NEW DELHI: Hundreds of Indian protesters took to the streets on Monday as public anger grew over the brutal gang-rape and murder of a female veterinary doctor, with one MP calling for the perpetrators to be “lynched”.
The demonstrations in New Delhi, Hyderabad, Bangalore and elsewhere took place as police found the semi-naked body of a six-year-old girl who appears to have been raped and then strangled with her school belt in Rajasthan.
The spark for the protests was the gang-rape and murder by four men of the 27-year-old vet next to a busy road in the outskirts of Hyderabad in southern India on Wednesday evening.
The protests on Monday saw demonstrators brandish placards with slogans such as “We want justice”.
Some covered their mouths with black cloth, demanding that the government provide security and punish the guilty.

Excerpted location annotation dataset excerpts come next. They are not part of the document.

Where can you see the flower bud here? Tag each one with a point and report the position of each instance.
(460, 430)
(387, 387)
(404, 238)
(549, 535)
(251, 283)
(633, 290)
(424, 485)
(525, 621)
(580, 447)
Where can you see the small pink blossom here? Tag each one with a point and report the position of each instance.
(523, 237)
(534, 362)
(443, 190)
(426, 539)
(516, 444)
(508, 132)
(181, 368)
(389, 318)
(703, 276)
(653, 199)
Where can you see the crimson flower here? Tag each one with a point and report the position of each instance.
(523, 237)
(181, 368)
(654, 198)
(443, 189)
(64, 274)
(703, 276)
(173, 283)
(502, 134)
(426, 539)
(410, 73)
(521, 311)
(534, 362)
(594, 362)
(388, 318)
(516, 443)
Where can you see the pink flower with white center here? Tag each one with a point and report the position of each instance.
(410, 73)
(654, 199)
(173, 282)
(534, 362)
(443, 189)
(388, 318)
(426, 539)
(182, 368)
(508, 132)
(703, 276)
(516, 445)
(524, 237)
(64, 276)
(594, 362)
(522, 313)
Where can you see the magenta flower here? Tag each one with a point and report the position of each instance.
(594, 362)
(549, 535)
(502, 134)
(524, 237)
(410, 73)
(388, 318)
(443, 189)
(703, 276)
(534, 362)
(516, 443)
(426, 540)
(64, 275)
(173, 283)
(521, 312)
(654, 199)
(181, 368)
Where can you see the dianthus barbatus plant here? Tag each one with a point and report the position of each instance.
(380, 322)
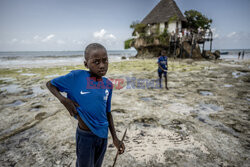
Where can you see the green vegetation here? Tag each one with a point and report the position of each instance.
(173, 18)
(129, 43)
(196, 19)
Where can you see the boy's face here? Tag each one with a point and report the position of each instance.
(97, 62)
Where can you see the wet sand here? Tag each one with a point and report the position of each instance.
(202, 120)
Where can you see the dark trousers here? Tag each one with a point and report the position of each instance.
(90, 149)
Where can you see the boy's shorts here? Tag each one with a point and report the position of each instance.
(90, 149)
(160, 72)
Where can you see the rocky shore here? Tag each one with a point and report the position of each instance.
(202, 120)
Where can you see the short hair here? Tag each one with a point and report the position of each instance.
(90, 47)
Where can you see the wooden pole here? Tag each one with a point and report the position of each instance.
(117, 153)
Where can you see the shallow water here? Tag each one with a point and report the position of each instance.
(15, 103)
(206, 93)
(228, 86)
(28, 74)
(11, 88)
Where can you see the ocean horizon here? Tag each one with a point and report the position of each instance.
(17, 59)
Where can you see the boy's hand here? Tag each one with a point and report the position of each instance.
(119, 145)
(70, 106)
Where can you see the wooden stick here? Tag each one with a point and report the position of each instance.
(117, 153)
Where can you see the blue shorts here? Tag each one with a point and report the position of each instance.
(160, 72)
(90, 149)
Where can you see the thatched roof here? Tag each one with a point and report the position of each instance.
(162, 12)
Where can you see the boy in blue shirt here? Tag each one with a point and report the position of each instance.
(163, 67)
(89, 101)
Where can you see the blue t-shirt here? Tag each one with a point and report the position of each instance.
(162, 61)
(93, 97)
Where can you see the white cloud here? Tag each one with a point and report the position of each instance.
(99, 34)
(103, 35)
(60, 42)
(14, 40)
(49, 37)
(230, 35)
(37, 37)
(111, 36)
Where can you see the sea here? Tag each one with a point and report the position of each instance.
(50, 58)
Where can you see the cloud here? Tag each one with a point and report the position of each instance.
(49, 37)
(99, 34)
(111, 36)
(37, 37)
(232, 34)
(14, 40)
(102, 35)
(60, 42)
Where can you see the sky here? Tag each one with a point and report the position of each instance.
(68, 25)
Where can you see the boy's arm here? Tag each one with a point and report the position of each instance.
(161, 67)
(119, 144)
(69, 104)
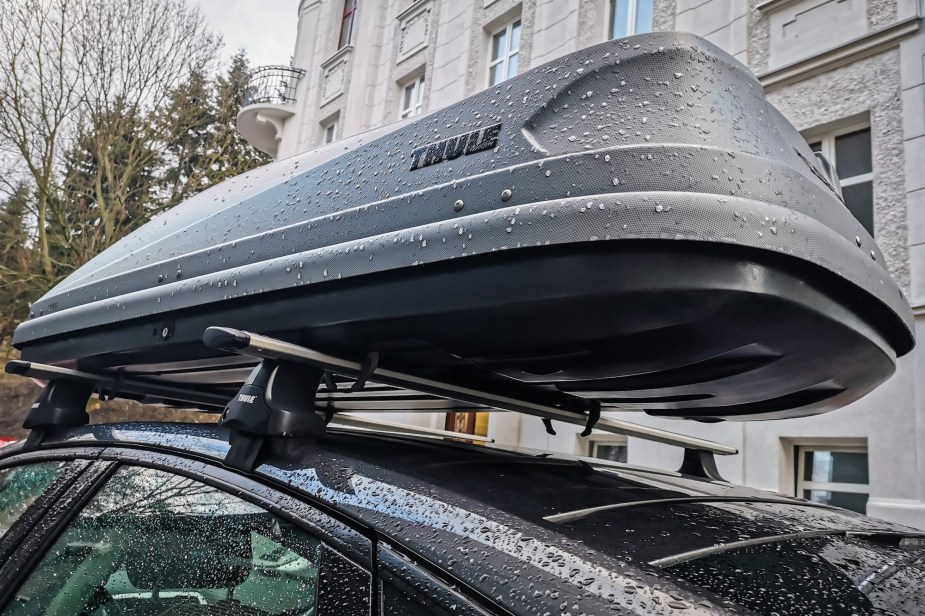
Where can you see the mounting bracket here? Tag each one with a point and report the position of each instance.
(274, 408)
(62, 404)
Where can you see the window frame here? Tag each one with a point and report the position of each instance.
(608, 440)
(507, 53)
(416, 106)
(801, 484)
(827, 141)
(333, 125)
(337, 536)
(630, 18)
(349, 12)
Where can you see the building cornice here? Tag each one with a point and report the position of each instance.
(411, 10)
(852, 51)
(769, 6)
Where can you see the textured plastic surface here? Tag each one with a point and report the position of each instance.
(632, 223)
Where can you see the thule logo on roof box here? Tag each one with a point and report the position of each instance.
(454, 147)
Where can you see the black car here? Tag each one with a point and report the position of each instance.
(145, 518)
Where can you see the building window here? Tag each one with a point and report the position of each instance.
(613, 448)
(505, 50)
(467, 423)
(329, 131)
(413, 98)
(346, 23)
(629, 17)
(849, 150)
(833, 475)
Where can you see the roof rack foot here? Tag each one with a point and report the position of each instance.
(700, 463)
(547, 423)
(277, 402)
(62, 404)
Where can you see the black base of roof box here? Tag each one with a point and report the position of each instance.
(632, 224)
(673, 328)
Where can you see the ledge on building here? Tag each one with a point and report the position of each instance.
(852, 51)
(269, 100)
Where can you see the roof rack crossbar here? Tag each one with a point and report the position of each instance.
(264, 347)
(114, 384)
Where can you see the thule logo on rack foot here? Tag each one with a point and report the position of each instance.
(454, 147)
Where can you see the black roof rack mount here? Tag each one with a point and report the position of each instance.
(273, 350)
(280, 403)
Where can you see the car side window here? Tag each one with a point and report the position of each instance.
(151, 542)
(21, 485)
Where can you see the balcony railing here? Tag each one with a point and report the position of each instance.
(274, 85)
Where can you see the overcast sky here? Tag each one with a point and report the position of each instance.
(265, 28)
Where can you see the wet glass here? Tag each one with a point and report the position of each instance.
(619, 18)
(21, 485)
(154, 543)
(643, 16)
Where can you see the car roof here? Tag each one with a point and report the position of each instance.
(607, 524)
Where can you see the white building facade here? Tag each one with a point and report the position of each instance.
(849, 74)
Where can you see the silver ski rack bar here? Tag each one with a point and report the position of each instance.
(266, 348)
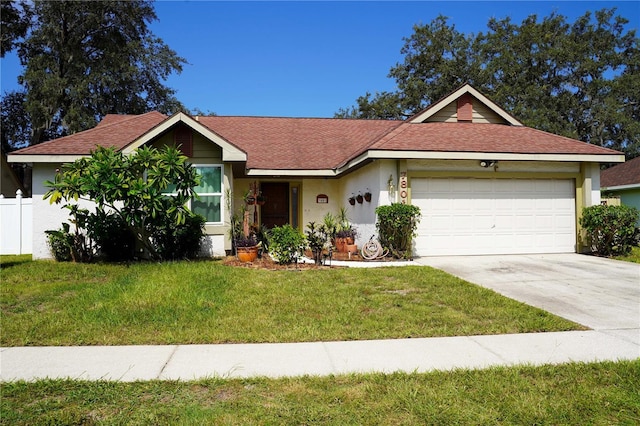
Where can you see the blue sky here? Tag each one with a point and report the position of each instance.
(308, 59)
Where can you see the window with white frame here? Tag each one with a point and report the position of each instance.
(210, 192)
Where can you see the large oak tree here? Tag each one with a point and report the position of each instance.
(83, 60)
(577, 79)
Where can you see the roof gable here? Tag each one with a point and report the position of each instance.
(276, 143)
(230, 152)
(455, 108)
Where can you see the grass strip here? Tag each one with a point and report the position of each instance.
(48, 303)
(597, 393)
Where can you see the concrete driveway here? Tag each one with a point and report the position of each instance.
(599, 293)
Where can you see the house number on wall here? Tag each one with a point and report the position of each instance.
(403, 187)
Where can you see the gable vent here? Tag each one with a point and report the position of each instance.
(465, 108)
(182, 138)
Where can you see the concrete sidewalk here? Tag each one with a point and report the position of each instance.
(189, 362)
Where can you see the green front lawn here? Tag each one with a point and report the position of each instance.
(48, 303)
(634, 256)
(572, 394)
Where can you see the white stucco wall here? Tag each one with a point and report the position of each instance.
(313, 211)
(374, 178)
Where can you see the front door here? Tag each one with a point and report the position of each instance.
(275, 212)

“I am outraged because I don’t want to live with that fear,” said Kawalpreet Kaur, a student at the New Delhi rally.
On Saturday, police used force to disperse hundreds of protesters after they tried to storm into a police station in Hyderabad where the four accused were held. They have since been charged.

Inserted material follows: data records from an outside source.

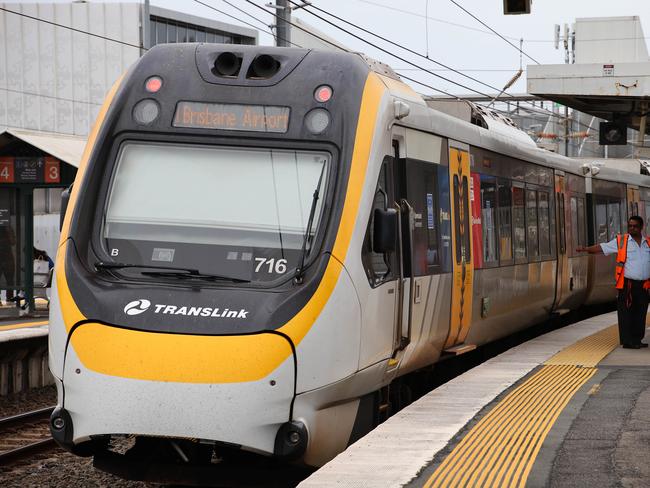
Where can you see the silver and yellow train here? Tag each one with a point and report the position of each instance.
(260, 241)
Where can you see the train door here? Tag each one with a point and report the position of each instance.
(461, 236)
(560, 222)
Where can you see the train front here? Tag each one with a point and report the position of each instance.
(197, 251)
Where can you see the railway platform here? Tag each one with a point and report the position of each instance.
(23, 355)
(569, 408)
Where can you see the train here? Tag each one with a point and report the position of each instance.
(261, 242)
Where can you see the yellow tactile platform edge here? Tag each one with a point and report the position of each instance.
(23, 325)
(501, 448)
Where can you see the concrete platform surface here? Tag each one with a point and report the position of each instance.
(593, 430)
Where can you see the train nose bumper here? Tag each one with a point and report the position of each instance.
(239, 397)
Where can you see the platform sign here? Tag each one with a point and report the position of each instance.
(28, 170)
(6, 170)
(52, 173)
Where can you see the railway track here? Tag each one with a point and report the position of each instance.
(24, 435)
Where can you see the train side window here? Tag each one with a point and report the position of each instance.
(378, 267)
(544, 224)
(421, 192)
(601, 220)
(488, 219)
(519, 223)
(504, 220)
(582, 221)
(531, 225)
(613, 219)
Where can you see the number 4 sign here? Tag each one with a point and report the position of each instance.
(52, 170)
(6, 170)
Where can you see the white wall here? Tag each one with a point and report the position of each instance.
(610, 40)
(53, 79)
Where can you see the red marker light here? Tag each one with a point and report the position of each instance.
(153, 84)
(323, 93)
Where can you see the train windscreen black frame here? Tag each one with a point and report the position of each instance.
(238, 212)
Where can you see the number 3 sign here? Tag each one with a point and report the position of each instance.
(6, 170)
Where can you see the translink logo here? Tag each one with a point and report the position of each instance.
(136, 307)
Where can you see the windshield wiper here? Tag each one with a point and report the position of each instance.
(300, 270)
(170, 271)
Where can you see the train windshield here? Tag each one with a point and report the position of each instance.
(232, 212)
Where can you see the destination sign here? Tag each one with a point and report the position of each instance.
(256, 118)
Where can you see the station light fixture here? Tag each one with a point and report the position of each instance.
(323, 93)
(146, 111)
(516, 7)
(153, 84)
(317, 120)
(612, 134)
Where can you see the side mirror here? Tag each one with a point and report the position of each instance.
(384, 234)
(65, 199)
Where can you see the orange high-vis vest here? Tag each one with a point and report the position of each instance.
(621, 256)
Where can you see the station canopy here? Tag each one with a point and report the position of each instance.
(66, 148)
(610, 77)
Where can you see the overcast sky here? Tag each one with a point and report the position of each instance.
(454, 37)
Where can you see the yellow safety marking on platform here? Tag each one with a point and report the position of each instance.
(23, 325)
(501, 448)
(589, 351)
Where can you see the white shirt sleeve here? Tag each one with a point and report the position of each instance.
(609, 247)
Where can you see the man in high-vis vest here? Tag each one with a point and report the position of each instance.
(632, 279)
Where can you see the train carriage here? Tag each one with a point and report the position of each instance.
(260, 241)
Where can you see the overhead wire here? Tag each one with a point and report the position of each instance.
(312, 6)
(463, 26)
(61, 99)
(487, 26)
(238, 19)
(307, 9)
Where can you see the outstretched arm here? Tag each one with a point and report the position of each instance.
(595, 249)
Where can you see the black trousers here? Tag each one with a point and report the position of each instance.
(632, 306)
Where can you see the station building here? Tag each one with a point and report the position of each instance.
(57, 62)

In parliament, lawmakers on Monday also expressed their anguish, with Jaya Bachchan, a former actress and now an MP, saying the perpetrators should be “brought out in public and lynched”.
Another member demanded a sex offenders’ registry and that rapists be castrated, as others blamed the immense backlog of cases in the Indian legal system for the rise in sexual violence.

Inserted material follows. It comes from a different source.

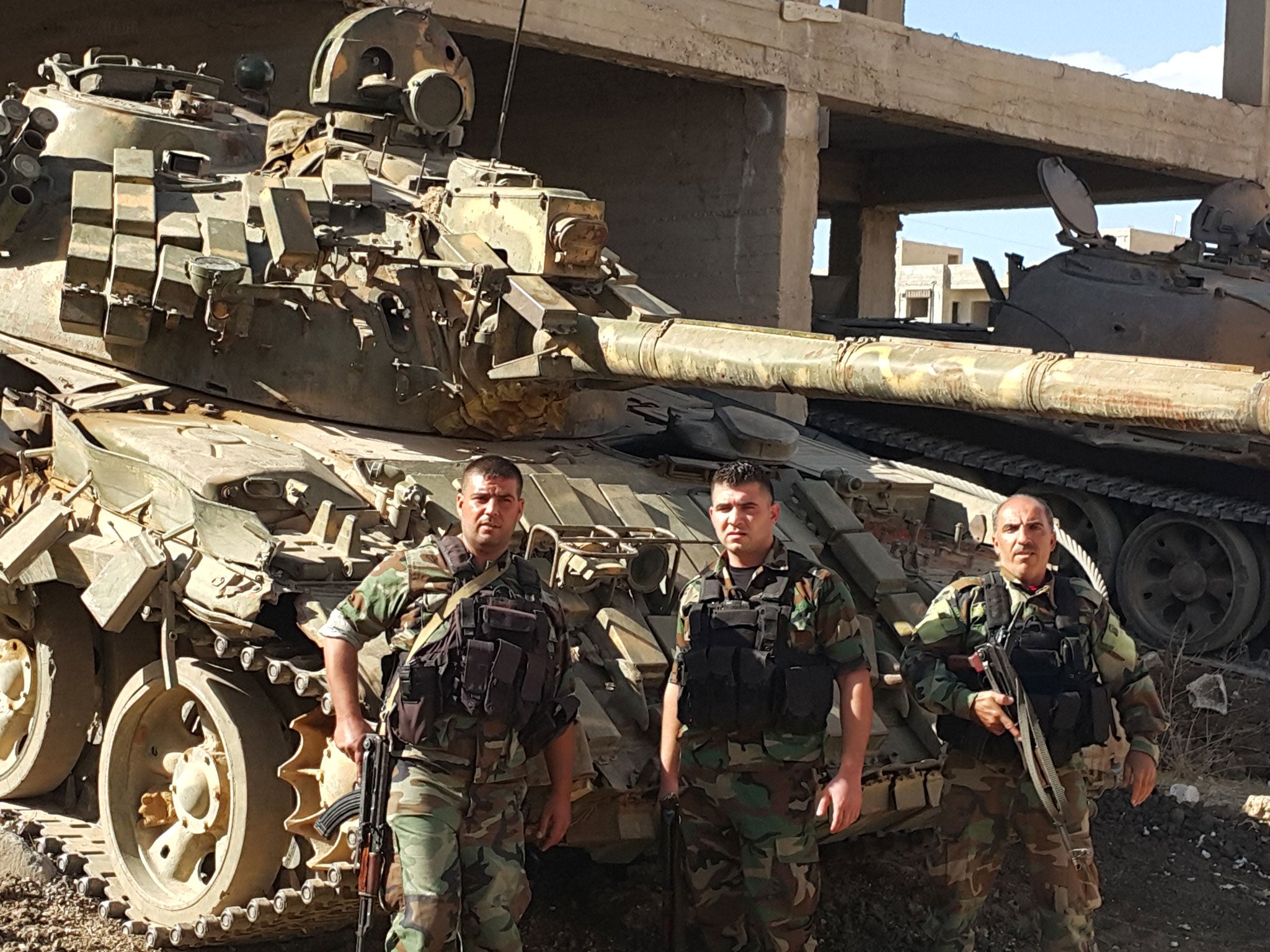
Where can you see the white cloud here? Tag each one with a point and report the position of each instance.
(1197, 71)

In Rajasthan in the west, a 40-year-old man was arrested on Monday following the discovery of the girl’s body a day after she went missing from her school in a village near state capital Jaipur.
Investigators said the preliminary report suggests that she was raped and throttled with her school uniform belt before being thrown in bushes in a field.
“We are questioning [the suspect] after locals saw him with the girl near the school before she disappeared,” said local police officer Ram Krishan.
More than 33,000 rapes were reported in India in 2017, according to the latest government figures that included more than 10,000 minor victims.